Do Fundo do Baú: Quem Vai Querer a minha Periquita?

Escrevo a tempo o bastante para ter um passado criativo. O seguinte texto é de 2007, do tempo em que eu (não) sabia o que queria da vida, e foi publicado em meu esquecido livro de crônicas, "A Inteligência numa Casca de Noz".

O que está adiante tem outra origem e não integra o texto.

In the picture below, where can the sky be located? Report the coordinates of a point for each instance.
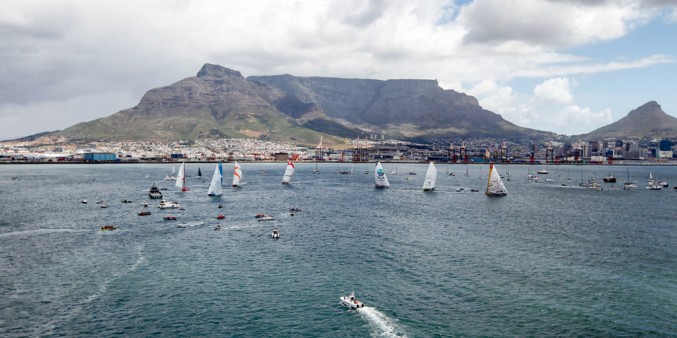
(566, 66)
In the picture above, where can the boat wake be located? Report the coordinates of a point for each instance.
(39, 232)
(381, 325)
(74, 309)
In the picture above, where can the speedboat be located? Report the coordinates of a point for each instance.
(263, 217)
(168, 205)
(350, 301)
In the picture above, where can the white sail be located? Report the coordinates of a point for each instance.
(495, 186)
(380, 179)
(430, 178)
(288, 173)
(237, 175)
(215, 188)
(181, 178)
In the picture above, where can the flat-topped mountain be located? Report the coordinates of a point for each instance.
(220, 102)
(647, 121)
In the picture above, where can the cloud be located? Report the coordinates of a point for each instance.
(550, 107)
(554, 91)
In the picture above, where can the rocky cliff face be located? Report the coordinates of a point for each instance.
(220, 102)
(405, 108)
(646, 121)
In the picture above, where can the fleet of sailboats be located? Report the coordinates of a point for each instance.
(288, 172)
(237, 175)
(430, 178)
(215, 186)
(380, 179)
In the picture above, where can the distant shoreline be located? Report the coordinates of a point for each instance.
(618, 163)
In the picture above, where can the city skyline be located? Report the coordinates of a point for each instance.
(563, 66)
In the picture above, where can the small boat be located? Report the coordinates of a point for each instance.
(263, 217)
(288, 172)
(351, 302)
(237, 175)
(181, 178)
(380, 179)
(430, 178)
(154, 192)
(168, 205)
(215, 186)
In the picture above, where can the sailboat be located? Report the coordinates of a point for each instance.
(171, 177)
(181, 178)
(288, 172)
(495, 186)
(430, 178)
(318, 149)
(628, 185)
(215, 187)
(237, 175)
(381, 181)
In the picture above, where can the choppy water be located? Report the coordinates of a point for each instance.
(545, 260)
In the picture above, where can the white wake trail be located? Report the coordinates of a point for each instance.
(381, 325)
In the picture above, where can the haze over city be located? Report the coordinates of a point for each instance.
(563, 66)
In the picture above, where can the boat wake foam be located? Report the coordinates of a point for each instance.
(75, 309)
(381, 325)
(38, 232)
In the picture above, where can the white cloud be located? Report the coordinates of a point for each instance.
(554, 91)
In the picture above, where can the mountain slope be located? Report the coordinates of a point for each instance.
(220, 102)
(647, 121)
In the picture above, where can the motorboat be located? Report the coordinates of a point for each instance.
(350, 301)
(168, 205)
(263, 217)
(154, 192)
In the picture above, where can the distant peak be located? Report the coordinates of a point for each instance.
(210, 70)
(651, 107)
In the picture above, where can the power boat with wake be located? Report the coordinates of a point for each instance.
(351, 302)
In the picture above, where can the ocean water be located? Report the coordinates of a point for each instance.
(544, 260)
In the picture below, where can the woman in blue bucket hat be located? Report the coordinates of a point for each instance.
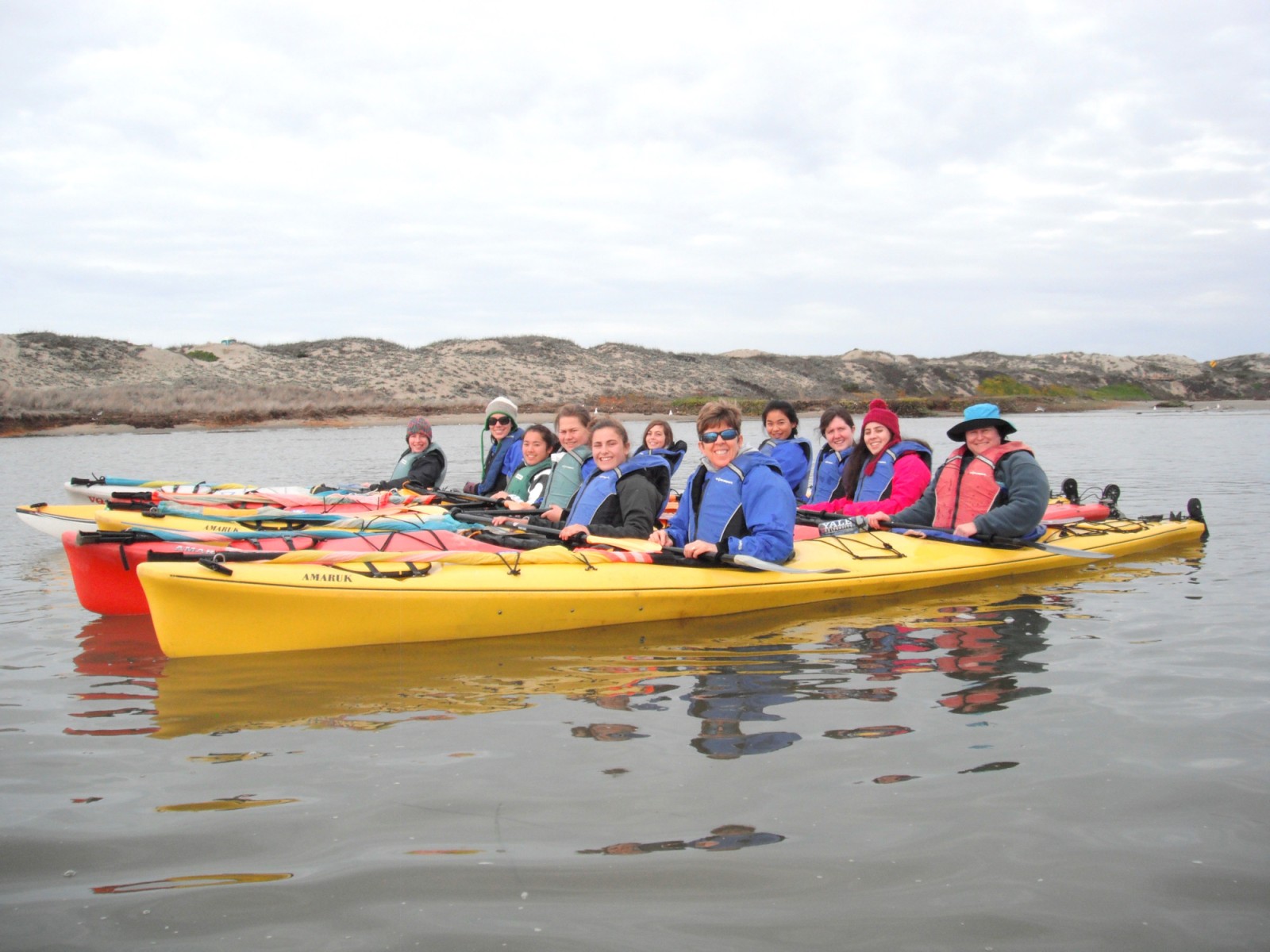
(990, 486)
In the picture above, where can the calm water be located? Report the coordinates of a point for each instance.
(1071, 762)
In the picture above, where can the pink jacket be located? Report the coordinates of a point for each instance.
(912, 478)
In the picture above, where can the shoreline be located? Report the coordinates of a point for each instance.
(451, 419)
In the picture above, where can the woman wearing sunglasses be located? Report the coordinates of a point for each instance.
(505, 456)
(737, 501)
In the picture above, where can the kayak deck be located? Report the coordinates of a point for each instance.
(201, 609)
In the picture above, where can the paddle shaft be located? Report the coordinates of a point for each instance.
(1000, 543)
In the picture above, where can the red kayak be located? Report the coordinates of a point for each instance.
(103, 564)
(1057, 514)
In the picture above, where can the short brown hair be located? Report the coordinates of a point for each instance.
(718, 412)
(609, 423)
(577, 410)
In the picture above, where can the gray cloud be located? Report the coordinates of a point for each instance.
(906, 177)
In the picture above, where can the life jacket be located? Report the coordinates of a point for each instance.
(406, 463)
(597, 498)
(969, 490)
(781, 450)
(717, 511)
(673, 454)
(522, 479)
(568, 469)
(492, 470)
(872, 488)
(827, 482)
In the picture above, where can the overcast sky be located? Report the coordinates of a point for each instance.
(806, 178)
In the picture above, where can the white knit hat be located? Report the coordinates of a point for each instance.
(501, 405)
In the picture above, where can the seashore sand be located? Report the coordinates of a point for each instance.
(459, 419)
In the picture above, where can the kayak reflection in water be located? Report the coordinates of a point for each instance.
(609, 731)
(984, 647)
(730, 695)
(722, 838)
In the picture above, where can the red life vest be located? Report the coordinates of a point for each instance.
(963, 494)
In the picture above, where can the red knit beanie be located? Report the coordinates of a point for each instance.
(883, 414)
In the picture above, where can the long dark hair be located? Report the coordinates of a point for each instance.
(548, 437)
(859, 460)
(787, 408)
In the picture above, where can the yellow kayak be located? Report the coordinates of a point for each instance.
(56, 520)
(222, 609)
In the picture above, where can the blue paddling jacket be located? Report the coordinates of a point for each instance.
(746, 508)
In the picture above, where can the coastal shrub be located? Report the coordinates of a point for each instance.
(1121, 391)
(1003, 385)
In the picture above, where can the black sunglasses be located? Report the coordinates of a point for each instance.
(722, 435)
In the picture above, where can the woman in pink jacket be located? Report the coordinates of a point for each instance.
(886, 473)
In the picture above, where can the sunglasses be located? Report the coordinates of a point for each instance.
(722, 435)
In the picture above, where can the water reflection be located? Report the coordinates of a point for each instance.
(736, 677)
(184, 882)
(982, 645)
(722, 838)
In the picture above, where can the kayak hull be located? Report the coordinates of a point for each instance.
(105, 569)
(257, 608)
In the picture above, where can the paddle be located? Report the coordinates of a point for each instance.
(1001, 543)
(638, 545)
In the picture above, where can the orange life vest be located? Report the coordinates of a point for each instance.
(964, 493)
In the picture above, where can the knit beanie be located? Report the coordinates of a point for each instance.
(883, 414)
(419, 424)
(501, 405)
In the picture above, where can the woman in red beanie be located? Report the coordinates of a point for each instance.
(886, 473)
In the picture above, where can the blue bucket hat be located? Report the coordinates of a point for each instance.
(979, 416)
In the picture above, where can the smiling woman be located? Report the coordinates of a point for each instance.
(988, 486)
(737, 501)
(622, 497)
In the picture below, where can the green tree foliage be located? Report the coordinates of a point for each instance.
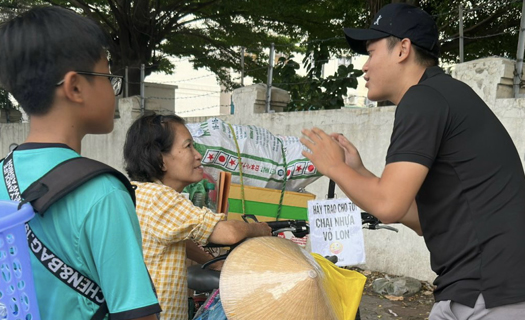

Porque estou saudoso hoje (e por que será que não tenho mais coragem de escrever textos assim?):




Eduardo Siebra, 22/08/2007 (7:33)


            As ruas, bares e inferninhos pernambucanos foram tomados de assalto pelo Melô da Periquita, sucesso absoluto com sua letra e ritmo obsedantes:

Quem vai querer a minha periquita? A minha periquita? A minha periquita? ( refrão 2x)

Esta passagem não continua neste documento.